The new book is set to release in September 2019.
Women dressed in "Handmaids Tale" costumes attend a rally for reproductive rights.
Women dressed in "Handmaids Tale" costumes attend a rally for reproductive rights. Image via Shutterstock

Margaret Atwood, venerated author of The Handmaid’s Tale, announced Wednesday that she will be publishing a sequel to her dystopian masterpiece in September 2019.

“Yes indeed to those who asked: I’m writing a sequel to The #HandmaidsTale,” she tweeted on Wednesday. “#TheTestaments is set 15 years after Offred’s final scene and is narrated by three female characters.”

In the short promo video included in the tweet, Atwood hints at the inspiration behind the new book: Beyond Gilead, the fictional town where the first novel is set, The Testaments draws from the real world we’re living in.

“Everything you’ve ever asked me about Gilead and its inner workings is the inspiration for this book. Well almost everything,” she wrote. “The other inspiration is the world we’ve been living it.”
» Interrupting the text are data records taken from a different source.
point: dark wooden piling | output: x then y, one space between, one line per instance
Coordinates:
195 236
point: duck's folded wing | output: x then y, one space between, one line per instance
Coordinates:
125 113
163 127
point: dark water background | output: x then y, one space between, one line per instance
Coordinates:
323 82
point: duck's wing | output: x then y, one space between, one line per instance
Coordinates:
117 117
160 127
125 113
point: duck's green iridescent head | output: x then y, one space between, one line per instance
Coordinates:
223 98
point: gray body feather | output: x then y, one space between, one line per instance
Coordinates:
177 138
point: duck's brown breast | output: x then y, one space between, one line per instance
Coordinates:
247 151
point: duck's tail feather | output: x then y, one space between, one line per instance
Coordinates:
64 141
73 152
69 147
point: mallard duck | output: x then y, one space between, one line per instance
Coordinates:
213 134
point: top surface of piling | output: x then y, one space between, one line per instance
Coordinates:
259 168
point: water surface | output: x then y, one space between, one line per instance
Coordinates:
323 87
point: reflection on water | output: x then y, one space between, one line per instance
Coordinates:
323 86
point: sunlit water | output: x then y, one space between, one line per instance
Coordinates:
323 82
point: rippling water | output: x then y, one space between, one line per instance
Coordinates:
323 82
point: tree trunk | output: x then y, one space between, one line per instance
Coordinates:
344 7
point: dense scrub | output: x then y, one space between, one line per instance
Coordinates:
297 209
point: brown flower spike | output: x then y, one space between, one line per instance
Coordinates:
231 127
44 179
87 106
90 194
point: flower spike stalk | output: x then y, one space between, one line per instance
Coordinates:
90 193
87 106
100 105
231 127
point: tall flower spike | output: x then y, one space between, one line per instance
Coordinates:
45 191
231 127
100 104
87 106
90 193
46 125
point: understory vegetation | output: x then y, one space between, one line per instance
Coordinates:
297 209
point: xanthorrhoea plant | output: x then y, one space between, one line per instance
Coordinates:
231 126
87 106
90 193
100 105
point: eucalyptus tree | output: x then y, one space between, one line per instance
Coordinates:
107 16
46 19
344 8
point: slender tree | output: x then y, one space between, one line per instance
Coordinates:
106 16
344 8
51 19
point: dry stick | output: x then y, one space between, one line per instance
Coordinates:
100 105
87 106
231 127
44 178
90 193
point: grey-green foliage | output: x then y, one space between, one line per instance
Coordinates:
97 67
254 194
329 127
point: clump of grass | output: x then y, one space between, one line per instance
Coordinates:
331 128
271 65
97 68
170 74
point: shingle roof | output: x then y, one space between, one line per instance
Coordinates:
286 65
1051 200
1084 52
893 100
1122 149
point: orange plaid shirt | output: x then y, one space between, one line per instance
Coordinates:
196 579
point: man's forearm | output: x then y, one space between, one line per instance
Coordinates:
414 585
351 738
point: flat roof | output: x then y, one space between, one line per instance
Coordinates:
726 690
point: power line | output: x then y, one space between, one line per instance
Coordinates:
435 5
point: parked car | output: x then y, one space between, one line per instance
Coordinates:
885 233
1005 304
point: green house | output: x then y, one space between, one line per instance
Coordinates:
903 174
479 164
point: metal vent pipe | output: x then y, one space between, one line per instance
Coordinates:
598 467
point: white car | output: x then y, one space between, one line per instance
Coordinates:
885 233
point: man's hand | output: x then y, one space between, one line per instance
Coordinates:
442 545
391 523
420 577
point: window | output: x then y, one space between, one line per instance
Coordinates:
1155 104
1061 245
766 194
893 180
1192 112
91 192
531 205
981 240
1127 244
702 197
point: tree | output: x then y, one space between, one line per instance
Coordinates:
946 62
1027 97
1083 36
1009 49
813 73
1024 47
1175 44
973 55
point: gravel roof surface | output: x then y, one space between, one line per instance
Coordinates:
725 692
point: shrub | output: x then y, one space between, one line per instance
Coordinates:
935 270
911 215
The first book is one of science fiction’s masterworks, and got a boost thanks both to a Hulu series and the fact that Atwood’s prescient foretelling of a world where the patriarchy slowly erodes every liberty for people who aren’t white men seems to be happening all around us. where the rights of women and minorities are chucked backward centuries. The book and its characters have become a symbol of people standing up for women’s rights, especially, as protesters around the world dressed up as red-clad handmaids to march for abortion rights.

As the show’s television adaptation director Reed Morano told Motherboard, many of the scenes in the recent news have come uncannily close to Atwood’s depiction of the future: “Instead of being made by intelligent people of both genders, these choices are being made by one gender. That is an image from Gilead. A bunch of white males in a room, signing a bill about reproductive rights. Get the fuck out of here.”

In a time when our reality is almost too dystopian for fiction writers to keep up, it will be interesting to see how Atwood handles our current cultural and political mayhem.